Pubblicato da robertoplevano su aprile 4, 2009

Il concetto di seconde generazioni si è affermato in Italia nel dibattito politico e giornalistico degli ultimi anni soprattutto come effetto dell’impiego che tuttora ne fanno gruppi e associazioni di giovani figli di migranti: alcuni di questi si sono appropriati di tale formula della “sociologia delle migrazioni” per organizzare lotte intorno all’acquisizione di diritti e per produrre discussione culturale intorno al tema della cittadinanza.
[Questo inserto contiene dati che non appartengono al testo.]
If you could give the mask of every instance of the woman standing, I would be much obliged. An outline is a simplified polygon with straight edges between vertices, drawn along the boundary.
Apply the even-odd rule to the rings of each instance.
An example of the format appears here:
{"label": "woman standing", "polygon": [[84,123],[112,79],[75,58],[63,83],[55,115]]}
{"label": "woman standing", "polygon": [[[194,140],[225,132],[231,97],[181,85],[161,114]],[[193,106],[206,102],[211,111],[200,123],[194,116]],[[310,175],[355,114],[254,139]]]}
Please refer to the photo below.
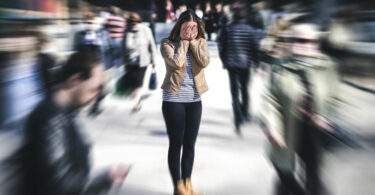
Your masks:
{"label": "woman standing", "polygon": [[200,96],[208,90],[203,69],[210,60],[204,23],[193,10],[183,12],[169,37],[161,41],[160,49],[167,69],[162,85],[162,110],[169,137],[168,165],[174,194],[195,195],[190,178],[202,114]]}

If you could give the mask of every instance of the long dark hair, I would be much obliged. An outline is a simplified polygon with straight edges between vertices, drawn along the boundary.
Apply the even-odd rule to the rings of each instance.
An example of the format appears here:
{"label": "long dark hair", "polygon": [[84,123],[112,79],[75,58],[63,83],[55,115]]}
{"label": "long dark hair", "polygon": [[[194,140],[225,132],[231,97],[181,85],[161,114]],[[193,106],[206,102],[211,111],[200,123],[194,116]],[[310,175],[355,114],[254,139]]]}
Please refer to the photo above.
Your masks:
{"label": "long dark hair", "polygon": [[204,38],[204,22],[195,14],[195,12],[192,9],[188,9],[180,15],[178,18],[176,24],[172,28],[171,33],[168,36],[168,39],[170,41],[178,41],[180,40],[180,29],[183,23],[188,22],[190,20],[193,20],[197,23],[198,28],[198,35],[197,39]]}

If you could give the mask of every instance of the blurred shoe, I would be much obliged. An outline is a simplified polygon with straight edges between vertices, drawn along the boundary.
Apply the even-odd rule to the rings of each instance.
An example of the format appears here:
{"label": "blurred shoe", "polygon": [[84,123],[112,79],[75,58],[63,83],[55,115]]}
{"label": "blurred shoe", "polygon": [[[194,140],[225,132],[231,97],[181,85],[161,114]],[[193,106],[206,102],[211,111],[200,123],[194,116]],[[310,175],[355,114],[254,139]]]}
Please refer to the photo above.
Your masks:
{"label": "blurred shoe", "polygon": [[103,109],[101,108],[97,108],[97,107],[94,107],[94,108],[91,108],[89,110],[89,112],[87,113],[88,116],[91,116],[91,117],[97,117],[99,114],[101,114],[103,112]]}
{"label": "blurred shoe", "polygon": [[188,195],[183,180],[177,182],[177,186],[174,189],[173,195]]}
{"label": "blurred shoe", "polygon": [[236,131],[236,134],[239,136],[239,137],[242,137],[242,132],[241,132],[241,125],[242,123],[240,122],[235,122],[235,131]]}
{"label": "blurred shoe", "polygon": [[250,114],[247,114],[244,116],[244,121],[247,123],[250,123],[252,121],[252,117]]}
{"label": "blurred shoe", "polygon": [[203,195],[203,193],[198,193],[193,189],[193,185],[191,184],[191,179],[186,179],[186,195]]}
{"label": "blurred shoe", "polygon": [[133,109],[132,109],[132,112],[135,113],[135,112],[138,112],[139,110],[141,110],[142,108],[142,103],[137,103]]}

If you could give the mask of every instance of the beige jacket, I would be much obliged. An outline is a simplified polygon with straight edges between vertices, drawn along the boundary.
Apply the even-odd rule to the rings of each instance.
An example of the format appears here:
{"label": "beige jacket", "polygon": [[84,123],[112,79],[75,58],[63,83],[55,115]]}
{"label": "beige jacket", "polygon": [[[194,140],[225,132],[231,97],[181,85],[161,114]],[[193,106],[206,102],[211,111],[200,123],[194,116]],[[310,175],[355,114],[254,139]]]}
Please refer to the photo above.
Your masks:
{"label": "beige jacket", "polygon": [[194,83],[199,95],[208,90],[203,68],[210,62],[206,40],[180,40],[172,42],[165,38],[161,41],[161,55],[166,64],[166,75],[162,89],[179,94],[186,69],[186,53],[189,53]]}

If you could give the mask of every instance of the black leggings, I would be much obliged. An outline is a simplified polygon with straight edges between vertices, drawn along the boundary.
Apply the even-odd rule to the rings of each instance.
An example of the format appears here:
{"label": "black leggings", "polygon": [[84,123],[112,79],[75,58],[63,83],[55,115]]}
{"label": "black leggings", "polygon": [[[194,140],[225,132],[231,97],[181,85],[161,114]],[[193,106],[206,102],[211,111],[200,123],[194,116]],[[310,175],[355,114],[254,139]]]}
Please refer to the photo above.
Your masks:
{"label": "black leggings", "polygon": [[[176,186],[178,180],[191,177],[195,141],[202,116],[202,102],[177,103],[164,101],[162,110],[169,137],[169,171],[172,175],[173,184]],[[181,146],[183,146],[183,153],[180,162]]]}

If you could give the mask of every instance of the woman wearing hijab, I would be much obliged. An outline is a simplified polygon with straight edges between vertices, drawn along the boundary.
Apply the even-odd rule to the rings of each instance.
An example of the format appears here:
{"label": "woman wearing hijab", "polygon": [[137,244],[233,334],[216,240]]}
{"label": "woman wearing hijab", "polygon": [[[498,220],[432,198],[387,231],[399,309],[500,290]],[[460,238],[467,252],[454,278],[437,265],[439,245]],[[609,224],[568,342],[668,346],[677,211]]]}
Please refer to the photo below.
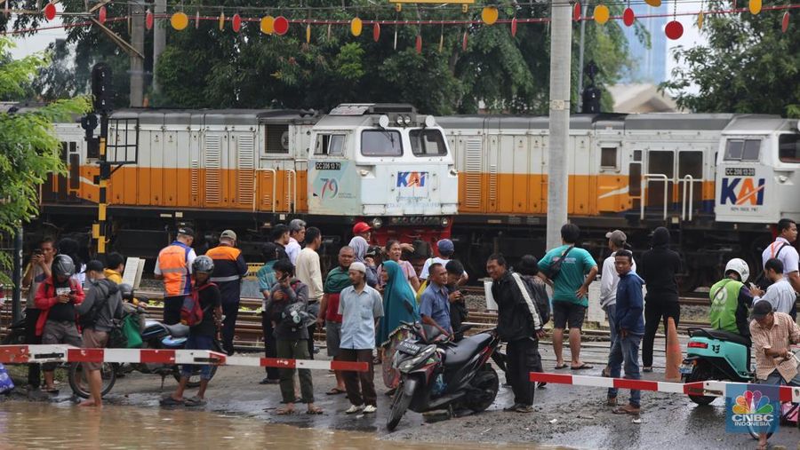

Trickster, rivista telematica del Master in Studi Interculturali (Università di Padova, Dipartimento di Storia), invita alla presentazione di materiali sul tema Nuovi italiani: società, formazione ed educazione (Termine di consegna: 31 Maggio 2009).

Premesse

Con il prossimo numero, Trickster continuerà il suo percorso con le seconde generazioni, focalizzando lo sguardo sul mondo della formazione. La domanda che la rivista si pone è la seguente: parlare di e con le seconde generazioni non significa anche riflettere sulla condizione giovanile in generale? Interrogare i processi in cui si trovano immersi i giovani italiani figli di immigrati non implica dirigere lo sguardo contemporaneamente alle nuove generazioni? Se, come abbiamo provato a testimoniare nel numero precedente della rivista, i giovani italiani figli di immigrati tendono a divenire sempre più protagonisti attivi della vita culturale, politica e professionale di questo paese, è chiaro che i luoghi della formazione rappresentano lo scenario in cui maggiormente emergono ricchezze, contraddizioni e debolezze di un intero sistema sociale.